Assessing Compressive Strength of Concrete with Waste Automobile Tire and Palm Kernel shells as Aggregates
Eric Boateng *
Department of Construction Technology and Management, Kwame Nkrumah University of Science and Technology (KNUST), Kumasi, Ghana.
Charles K. Kankam
Department of Civil Engineering, KNUST, Kumasi, Ghana.
Anthony K. Danso
Department of Construction Technology and Management, Kwame Nkrumah University of Science and Technology (KNUST), Kumasi, Ghana.
Joshua Ayarkwa
Department of Construction Technology and Management, Kwame Nkrumah University of Science and Technology (KNUST), Kumasi, Ghana.
Alex Acheampong
Department of Construction Technology and Management, Kwame Nkrumah University of Science and Technology (KNUST), Kumasi, Ghana.

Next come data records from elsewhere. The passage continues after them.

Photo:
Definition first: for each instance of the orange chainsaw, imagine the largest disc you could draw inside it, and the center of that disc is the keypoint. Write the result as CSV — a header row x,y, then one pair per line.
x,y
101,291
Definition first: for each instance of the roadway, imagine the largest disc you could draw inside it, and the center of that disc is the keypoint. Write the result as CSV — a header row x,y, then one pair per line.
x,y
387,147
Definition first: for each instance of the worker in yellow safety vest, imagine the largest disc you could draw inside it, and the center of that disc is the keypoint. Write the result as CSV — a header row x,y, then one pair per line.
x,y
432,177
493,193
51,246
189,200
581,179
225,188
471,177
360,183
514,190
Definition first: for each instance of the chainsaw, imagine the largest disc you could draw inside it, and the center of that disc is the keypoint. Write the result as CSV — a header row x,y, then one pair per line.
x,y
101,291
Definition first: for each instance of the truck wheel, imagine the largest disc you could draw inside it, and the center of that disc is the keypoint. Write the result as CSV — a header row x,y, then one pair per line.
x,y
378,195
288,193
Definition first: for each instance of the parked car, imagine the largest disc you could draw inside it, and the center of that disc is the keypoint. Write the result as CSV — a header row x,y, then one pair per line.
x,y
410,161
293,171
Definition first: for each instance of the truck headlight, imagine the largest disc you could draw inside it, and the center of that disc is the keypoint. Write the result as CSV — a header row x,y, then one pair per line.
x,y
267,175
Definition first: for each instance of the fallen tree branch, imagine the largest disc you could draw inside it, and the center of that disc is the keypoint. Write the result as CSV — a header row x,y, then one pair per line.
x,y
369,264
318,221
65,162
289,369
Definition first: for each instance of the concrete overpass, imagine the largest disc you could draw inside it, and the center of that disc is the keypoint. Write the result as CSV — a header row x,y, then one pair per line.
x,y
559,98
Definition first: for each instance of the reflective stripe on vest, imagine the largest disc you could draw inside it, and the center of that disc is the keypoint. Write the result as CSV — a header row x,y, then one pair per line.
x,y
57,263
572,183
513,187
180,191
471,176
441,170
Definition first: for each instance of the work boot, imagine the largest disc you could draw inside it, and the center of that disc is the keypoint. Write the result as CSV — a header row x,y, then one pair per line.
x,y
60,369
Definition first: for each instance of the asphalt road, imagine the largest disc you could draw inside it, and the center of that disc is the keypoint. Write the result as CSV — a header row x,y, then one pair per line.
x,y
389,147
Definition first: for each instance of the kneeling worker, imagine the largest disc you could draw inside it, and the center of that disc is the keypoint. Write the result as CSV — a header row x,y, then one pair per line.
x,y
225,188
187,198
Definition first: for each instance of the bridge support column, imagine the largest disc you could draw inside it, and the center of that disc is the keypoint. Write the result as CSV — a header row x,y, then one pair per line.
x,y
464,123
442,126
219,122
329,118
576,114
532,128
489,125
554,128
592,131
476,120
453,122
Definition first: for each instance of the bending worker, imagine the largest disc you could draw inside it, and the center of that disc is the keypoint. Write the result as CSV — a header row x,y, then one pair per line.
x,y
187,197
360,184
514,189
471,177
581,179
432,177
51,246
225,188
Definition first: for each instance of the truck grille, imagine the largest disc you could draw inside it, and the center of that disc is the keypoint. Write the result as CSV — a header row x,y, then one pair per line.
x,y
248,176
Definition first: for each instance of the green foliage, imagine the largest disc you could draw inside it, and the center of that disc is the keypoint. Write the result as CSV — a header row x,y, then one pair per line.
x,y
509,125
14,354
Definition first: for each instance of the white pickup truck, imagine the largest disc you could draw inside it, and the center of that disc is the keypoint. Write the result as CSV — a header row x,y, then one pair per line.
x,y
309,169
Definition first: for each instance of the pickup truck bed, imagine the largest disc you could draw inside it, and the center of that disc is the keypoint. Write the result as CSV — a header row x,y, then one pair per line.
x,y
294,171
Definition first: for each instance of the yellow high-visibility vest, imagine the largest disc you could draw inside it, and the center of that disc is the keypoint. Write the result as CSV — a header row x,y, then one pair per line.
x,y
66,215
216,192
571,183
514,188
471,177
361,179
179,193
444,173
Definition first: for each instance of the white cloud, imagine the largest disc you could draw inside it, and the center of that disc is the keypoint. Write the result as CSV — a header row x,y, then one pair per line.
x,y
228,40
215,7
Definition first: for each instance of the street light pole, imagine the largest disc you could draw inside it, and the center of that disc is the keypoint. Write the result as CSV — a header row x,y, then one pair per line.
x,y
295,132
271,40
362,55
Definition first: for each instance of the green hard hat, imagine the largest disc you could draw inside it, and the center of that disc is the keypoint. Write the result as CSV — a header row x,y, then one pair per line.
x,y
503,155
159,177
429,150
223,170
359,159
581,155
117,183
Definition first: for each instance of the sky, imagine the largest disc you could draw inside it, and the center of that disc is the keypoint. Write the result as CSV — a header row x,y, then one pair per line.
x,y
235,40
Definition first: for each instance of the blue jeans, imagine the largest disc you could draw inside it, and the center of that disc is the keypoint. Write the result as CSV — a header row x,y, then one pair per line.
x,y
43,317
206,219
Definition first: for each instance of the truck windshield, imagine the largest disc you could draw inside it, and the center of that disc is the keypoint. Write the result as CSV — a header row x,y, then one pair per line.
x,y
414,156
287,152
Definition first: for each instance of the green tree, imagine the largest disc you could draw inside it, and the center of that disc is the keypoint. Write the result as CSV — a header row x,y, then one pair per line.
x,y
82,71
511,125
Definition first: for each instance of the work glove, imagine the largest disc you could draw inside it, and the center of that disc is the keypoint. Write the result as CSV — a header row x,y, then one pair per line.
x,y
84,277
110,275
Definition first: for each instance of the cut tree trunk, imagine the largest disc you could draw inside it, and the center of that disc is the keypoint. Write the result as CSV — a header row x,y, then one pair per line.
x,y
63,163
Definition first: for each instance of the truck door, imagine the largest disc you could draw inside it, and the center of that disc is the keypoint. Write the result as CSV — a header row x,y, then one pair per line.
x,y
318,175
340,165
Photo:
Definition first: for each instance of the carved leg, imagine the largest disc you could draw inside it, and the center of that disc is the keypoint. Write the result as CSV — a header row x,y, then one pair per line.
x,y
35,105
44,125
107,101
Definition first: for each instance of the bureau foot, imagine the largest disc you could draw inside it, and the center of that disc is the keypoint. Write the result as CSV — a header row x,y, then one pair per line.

*Author to whom correspondence should be addressed.
Abstract
All throughout the world, millions of end-of-service life automobile tires and Palm Kernel Shells (PKS) are generated as waste that require proper disposal. The reuse of these wastes in concrete is regarded as a novel approach that has environmental, health and performance related benefits. On this basis, the current study was designed to investigate the coupled effect of using both PKS and tire chips as aggregates in concrete mixes on the compressive strength and other properties of concrete. A total of twenty-one (21) concrete mixes containing different volumes of PKS and tire chips as a partial to full replacement of the conventional crushed granite aggregates were prepared to evaluate their impact on the fresh (i.e. slump) and hardened (i.e. density and compressive strength) properties of the concrete at 7, 14, 21, 28, 56 and 90days of curing. The results showed that there is a systematic decrease in compressive strength, workability and density of concrete with increase in tire (T) and PKS (P) content. However, up to 50% total aggregate replacement (TAR) level, adequate compressive strength can be achieved for structural purposes. At this optimum point, the mix with P75T25 recorded a compressive strength of 13.27 N/mm2 which represents about 44% of the strength of the control mix. Generally, the inclusion of PKS aggregates improves compressive strength and decrease the rate of strength reduction.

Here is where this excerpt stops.